Orsay se penche à Paris sur "Le Talisman" dicté par Gauguin à Paul Sérusier en 1888
Cette année-là, Sérusier réalise un tout petit tableau en Bretagne sous l'influence de son maître. Autour de ce panneau, le musée réalise aujourd'hui une intéressante exposition-dossier.

"Le Talisman". Vingt-sept centimètres de haut seulement!
Crédits: RMN, Musée d'Orsay, Paris 2019.Ce n'est pas une découverte. Il s'agit
d'un rappel utile. Si «Le Talisman» a bien fait l'objet en 1988
d'une exposition en 1988 à Saint-Germain-en-Laye, où se trouve le
Musée Maurice-Denis, nous attendons encore la grande exposition Paul
Sérusier (1864-1927) dans la capitale française. Les hommages à
l'un des Nabis pourtant les plus connus demeurent rares. Je pourrais citer
celui de Morlaix, où il est mort, en 1987. Pont-Aven, où il a
travaillé en 1888 et 1889, lui en a dédié un autre en 1991. Depuis
rien, même si nombre de ses œuvres de jeunesse trônent en gloire
au Musée d'Orsay à côté de celles de Paul Gauguin.
C'est précisément Orsay qui remet la compresse pour «Le Talisman» de Sérusier. On le comprend. Son entrée en 1985 avait certes été saluée. Il s'agissait là d'un tableau significatif de l'art français de la fin du XIXe siècle, dans la mesure où il avait été peint au Bois d'Amour sous dictée de Paul Gauguin durant l'été 1888. L'aîné voulait donner une leçon (pour une fois bienveillante) au cadet. Ce dernier devait abandonner son art purement descriptif au profit d'une synthétisation colorée. Un tableau comme «Intérieur à Pont-Aven», présenté en regard à Orsay, conservait un côté académique. Il flattait le sujet à la manière du Salon les arts et traditions populaires. Il faut dire que, longtemps enclavée, la Bretagne gardait à l'époque un côté réserve d'Indiens. Tout y paraissait différent, et en cela «épargné par la civilisation moderne». On n'y parlait même pas toujours le français!
Echos différents
Sérusier a donc peint ce panneau qu'il
a précisément ramené avec lui à Paris.
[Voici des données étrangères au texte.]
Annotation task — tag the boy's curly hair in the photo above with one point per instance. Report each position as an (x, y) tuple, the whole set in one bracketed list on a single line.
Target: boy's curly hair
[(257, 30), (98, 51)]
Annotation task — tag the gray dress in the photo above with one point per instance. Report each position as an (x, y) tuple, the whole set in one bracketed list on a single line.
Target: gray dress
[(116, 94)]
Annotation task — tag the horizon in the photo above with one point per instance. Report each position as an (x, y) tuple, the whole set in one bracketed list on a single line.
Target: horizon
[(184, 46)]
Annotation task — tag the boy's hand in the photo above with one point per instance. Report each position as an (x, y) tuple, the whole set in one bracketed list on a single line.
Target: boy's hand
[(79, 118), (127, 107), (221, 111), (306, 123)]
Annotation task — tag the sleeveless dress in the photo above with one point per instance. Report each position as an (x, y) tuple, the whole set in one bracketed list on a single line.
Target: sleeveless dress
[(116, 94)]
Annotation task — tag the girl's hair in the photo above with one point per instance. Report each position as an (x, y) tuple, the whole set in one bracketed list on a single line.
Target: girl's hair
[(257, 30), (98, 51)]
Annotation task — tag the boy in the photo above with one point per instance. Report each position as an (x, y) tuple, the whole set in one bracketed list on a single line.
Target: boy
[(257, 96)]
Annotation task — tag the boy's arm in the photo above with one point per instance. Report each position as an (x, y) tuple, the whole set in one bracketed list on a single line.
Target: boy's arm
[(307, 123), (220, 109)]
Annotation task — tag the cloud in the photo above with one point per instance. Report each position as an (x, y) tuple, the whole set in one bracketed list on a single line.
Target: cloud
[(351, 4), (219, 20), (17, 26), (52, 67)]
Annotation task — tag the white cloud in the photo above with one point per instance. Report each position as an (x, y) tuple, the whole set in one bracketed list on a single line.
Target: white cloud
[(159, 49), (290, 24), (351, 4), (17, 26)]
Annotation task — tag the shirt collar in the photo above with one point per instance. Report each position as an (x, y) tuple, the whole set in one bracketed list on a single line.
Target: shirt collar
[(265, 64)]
Ce jeune homme formé aux
humanités grecques et latines par le prestigieux Lycée Condorcet
s'était converti avec lui à la sauvagerie et à la rusticité. Ces
condisciples, qui allaient devenir les Nabis (ou prophètes en
hébreu) se montrèrent admiratifs. Il y avait par ailleurs foule de
peintres, parfois même américains, en Bretagne. Cela dit, tous ses
amis n'embrayèrent pas le pas. Le groupe possédait quelque chose
d'informel. Le cours de synthétisation sera perçu autrement par
Pierre Bonnard ou Edouard Vuillard, qui en ont surtout retenu les
aplats colorés. Cela dit, il conviendrait de se pencher une fois sur
les Nabis mineurs. Ceux dont on ne parle jamais, même au Musée
Maurice-Denis de Saint-Germain-en-Laye, aujourd'hui en travaux. Quid d'Armand Seguin ou
d'Henri-Gabriel Ibels?

«Le Talisman» est par la suite devenu un mythe. Avec ce que la chose suppose d'irréalité. Il est entré dans la collection de Maurice Denis, le plus religieux des prophètes Nabis. La carrière ultra-catholique du peintre marine en effet dans l'eau bénite. Comme le montre une photo du catalogue de l'actuelle exposition d'Orsay, proposée par Claire Bernardi et Estelle Guille des Buttes-Fresneau, Denis possédait plusieurs œuvres de Sérusier, dont il a défendu la mémoire après 1927. Il a ainsi prêté pour la première fois en 1943, l'année de son décès, «Le Talisman» à une galerie privée parisienne. Les gens les moins préoccupés par la guerre et l'Occupation ont ainsi pu voir de leurs yeux ce petit panneau à l'apparence modeste.
Un espace resserré
C'est justement cette taille restreinte
(27 centimètres sur 21,5) qui a poussé à l'actuelle exposition du
musée, aujourd'hui placé sous la houlette de Laurence des Cars. Les
visiteurs risquent facilement de passer à côté. Il y a tant à
voir à Orsay, dont l'accrochage se modifie en plus sans cesse! Les
deux commissaires, la seconde s'occupant du Musée de Pont-Aven, ont
eu carte blanche pour montrer cette exaltation de la couleur pure.
Elles ont livré une sorte de dossier, situé dans une galerie du
rez-de-chaussée. Un espace un peu resserré, en forme de corridor.
La tentation était de bourrer, afin de montrer beaucoup de choses.
Les deux femmes y ont un peu succombé. Elle se tirent néanmoins
d'affaire en établissant comparaisons et filiations. Il y a ici
Gauguin, bien sûr, avec «Les meules», «Au-dessus du gouffre»ou
la «Fête Gloanec». Mais aussi Maurice Denis, Emile Bernard, Jan
Verkade, Edouard Vuillard, Charles Laval ou Georges Lacombe. Plus des
Sérusier, bien entendu! Beaucoup de Sérusier.
La question qui se pose après cette instructive exposition-dossier, comme le Louvre n'en organise hélas plus depuis l'arrivée au pouvoir de Jean-Luc Martinez, est la suivante. Faut-il ou non qu'Orsay organise, sur place ou dans son strapontin de l'Orangerie, une rétrospective Paul Sérusier? On sait que l'institution l'a fait en 2014-2015 pour son ami Emile Bernard. Un créateur génial à 20 ans, en 1888, quand il dépassait Gauguin sur son propre terrain breton. Le résultat avait été à la démesure des espérances. Après cinq années prodigieuses, Bernard était retombé toujours plus profondément dans l'ornière académique. En irait-il de même pour son condisciple?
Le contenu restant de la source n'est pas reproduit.